The global water cycle is undergoing continuous and major perturbation what regards for example spatio-temporal changes in intensity and frequency of extreme events of flooding and wet-dry periods of land. Our understanding about climate changes has improved enormously, through the advances in GCM ‘Global Climate Models’, e.g. the predictions of tipping points in the earth’s system and associated severe heatwaves due to increase in temperature from the continuous emissions of greenhouse gases. Yet our knowledge on the impacts of climate change on the water global cycle is still improving specially the uncertainties mentioned above which is important for developing a sustainable-resilient agro- and food production.
New research is indicating that heat-induced global water cycle changes pose significant challenges to global ecosystems, soil stability and desertification, agro-food industries and human society in general. Indeed, quantifying historical water cycle change though very important to understand and assess , it is difficult owing to shortage of direct observations. In particularly over the ocean, where major parts of global precipitation and evaporation occur in the world oceans. Researchers have found new tools to improve our knowledge about key parameters processes associated with changes in the global water cycle. Air–sea fluxes of freshwater imprint on ocean salinity such that mean salinity is lowest in the warmest and coldest parts of the ocean, and is highest at intermediate temperatures. These findings were used to track salinity trends in the warm, salty fraction of the ocean, and quantify the observed net poleward transport of freshwater in the Earth system from 1970 to 2014. It was found that poleward freshwater transport from warm to cold ocean regions has occurred at rates that is not replicated in the current generation of climate models. Should this be the case, the implication is that the historical surface flux amplification is weaker climate models compared to observations. The results establish historical constraint on the poleward freshwater transport that will assist in addressing biases in climate models (https://www.nature.com/articles/s41586-021-04370-w) and thereby help us to better predict the behaviour and details in the global water cycle.

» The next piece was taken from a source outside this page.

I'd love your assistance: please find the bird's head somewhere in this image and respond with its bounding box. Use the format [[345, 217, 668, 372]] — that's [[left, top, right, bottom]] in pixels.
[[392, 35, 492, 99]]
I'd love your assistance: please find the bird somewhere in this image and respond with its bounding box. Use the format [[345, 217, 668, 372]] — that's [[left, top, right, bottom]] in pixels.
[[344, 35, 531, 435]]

Climate change will therefore be intensifying the Earth’s water cycle at twice the predicted rates (https://amp.theguardian.com/environment/2022/feb/24/climate-change-is-intensifying-earths-water-cycle-at-twice-the-predicted-rate-research-shows; https://newsroom.unsw.edu.au/news/science-tech/global-warming-amplifying-our-water-cycle-and-its-happening-much-faster-we). Rising global temperatures and the increasing amount of heat have shifted at least twice the amount of freshwater from warm regions towards the Earth’s poles than previously thought as the water cycle intensifies, according published analysis in Nature. In the future there will be more rain but less water as this is shown from Climate projections suggesting that, by end of the century, the amount of rain for example in the Upper Nile basin could increase by up to 20%. A new paper by the same group, shows that, despite more rainfall, devastating hot and dry spells are projected to become more frequent in the Upper Nile basin (https://theconversation.com/in-the-future-there-will-be-more-rain-but-less-water-in-the-nile-basin-129360?utm_medium=ampemail&utm_ source=email).
These trends in the global water cycle demonstrate that ‘RENEWABLE SOIL TECHNOLOGIES’ need to take in consideration the impacts of climate change on agriculture and agro-industries by being directly dependent on the renewable water resources. The Nile in general – world’s longest river – runs through 11 countries in Africa and its basin covers about 3 million sq kms, i.e. about 10% of the continent’s landmass. A huge population, about 250 millions people, is dependent on the Nile in Ethiopia, Uganda, South Sudan, Sudan and Egypt. Almost all of the rainfall falls and feeds upstream countries of the Blue and White Nile – in the upper Nile (South Sudan, western Ethiopia and Uganda). While the lower Nile basin receives very little rainfall (Sudan and Egypt) and thereby depends heavily and directly on the Nile for water. Climate projections by the end of the 21-century, suggest that the rain in the Upper Nile basin could increase by up to 30%. However, despite more rainfall, the devastating hot and dry spells are projected to become more frequent in the Upper Nile basin.
Currently, about 10% of the basin’s population faces chronic shortages due to seasonal aridity and huge unequal access to water resources. The proportion of population that will face water scarcity will increase to 30% by 2040, i.e. more than 80 million people. These threats from hot and dry conditions will kill crops, reduce hydropower, diminish the water available for people and industry and heighten tensions over the distribution of regional water resources. By 2040, a hot and dry year could push over 45% of the people in the Nile Basin – nearly 110 million people – into water scarcity. In addition to this the population growth would drive water scarcity in the Upper Nile.
In conclusion, climate and population changes in the Nile Basin will project onto an already complex and tense socioeconomic and political landscape.